個人情報持ち出し管理簿には、納品(一方通行)で返却がない場合も記載が必要ですか?
重要資産持ち出し簿には、今のところ個人情報の有無に関わらずノートパソコンやメモリースティックの持ち出しと返却を記載しております。
この他に、プログラムやデータを納品する際、CD-ROMを一方通行で持ち出す場合があります。
場合によっては、個人情報が含まれることもあります、これらについても持ち出し簿に記載しないといけないのでしょうか?
1)CD-ROMも個人情報を含む場合のみ必要
2)CD-ROMも全ての場合のみ必要
3)不要
1)or2)の場合、一方通行で返却日が無いので空欄で運用となると考えております。
納品に伴うCD-ROMの持ち出し管理は、実務と規程の整合性に悩むケースが多い部分ですね。
結論から申し上げますと、貴社の最新規程に照らし合わせると、正解は「1)個人情報を含む場合のみ、持ち出し管理が必要」となります。

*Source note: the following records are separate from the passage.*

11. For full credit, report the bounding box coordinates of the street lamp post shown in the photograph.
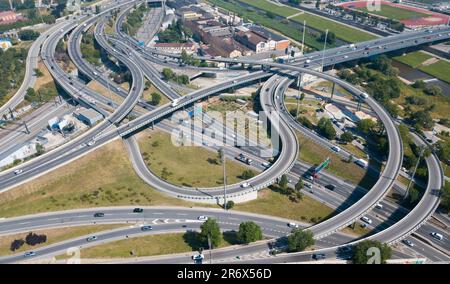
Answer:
[322,29,328,72]
[302,21,306,56]
[222,150,227,211]
[208,234,212,264]
[403,146,426,199]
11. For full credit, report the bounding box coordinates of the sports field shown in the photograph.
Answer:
[356,4,429,21]
[340,1,449,27]
[238,0,300,17]
[291,13,377,42]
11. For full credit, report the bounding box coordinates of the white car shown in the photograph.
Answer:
[402,239,414,247]
[241,182,250,188]
[331,146,341,153]
[288,222,298,228]
[430,232,444,241]
[192,254,205,260]
[197,215,208,221]
[261,162,270,169]
[361,216,372,224]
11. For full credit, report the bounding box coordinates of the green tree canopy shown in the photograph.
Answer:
[288,229,315,252]
[200,218,222,248]
[352,240,392,264]
[237,221,263,244]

ただし、運用面や審査対策の観点から、以下の3つのポイントに注意して対応することをお勧めいたします。
1. 管理の対象となる「判断基準」
貴社の規程では、「個人情報が保存されている媒体」を管理の対象としています。
- 個人情報を含む場合:
納品用CD-ROMであっても、「個人情報持ち出し管理台帳」への記録と、責任者の許可が必須です。 - 個人情報を含まない場合(プログラム等):
規程上は持ち出し管理の対象外ですが、社内の重要資産(機密情報)として別途管理されている場合は、そちらの規程に従ってください。
2. 「返却がない(一方通行)」場合の運用テクニック
ご質問の通り、納品の場合は「返却日」がありません。しかし、台帳の返却欄を単に「空欄」のままにしておくと、審査において「返却し忘れなのか、未完了のタスクなのか」が判別できず、不備として指摘されるリスクがあります。
【おすすめの運用方法】
返却日の欄を空欄にするのではなく、以下のような記述で「管理が完結していること」を明示してください。
- 返却日欄に「〇月〇日 納品(提供)」や「廃棄(顧客先)」と記入する。
- または、備考欄に「顧客への提供のため返却なし」と一筆添える。
これにより、第三者が見ても「この持ち出しは完了している」ことが一目で分かり、記述漏れを疑われる心配がなくなります。
3. 月1回の「所在確認」への対応
最新の規程(サンプル文書)では、例えとして「業務の責任者は原則月1回(月末)に所在の確認を行う」というステップが規定されています。
CD-ROMを納品(提供)した場合は、手元には残っていないはずですので、月末の確認時には「すでに提供済み(在庫なし)」として整合性が取れている必要があります。台帳に「納品済み」と書かれていれば、この所在確認もスムーズに進みます。
まとめ
「個人情報が含まれる媒体」を外に出すという行為は、たとえ納品であっても紛失や誤送付のリスクを伴います。
「記録を残すこと」は手間かもしれませんが、万が一、納品途中で紛失事故が起きた際に、「誰の許可を得て、いつ持ち出したか」が証明できることは、会社と担当者様自身を守ることにつながります。
お手元の「個人情報持ち出し管理台帳」に、ぜひ「納品」というステータスを活用して記録を残すようにしてください。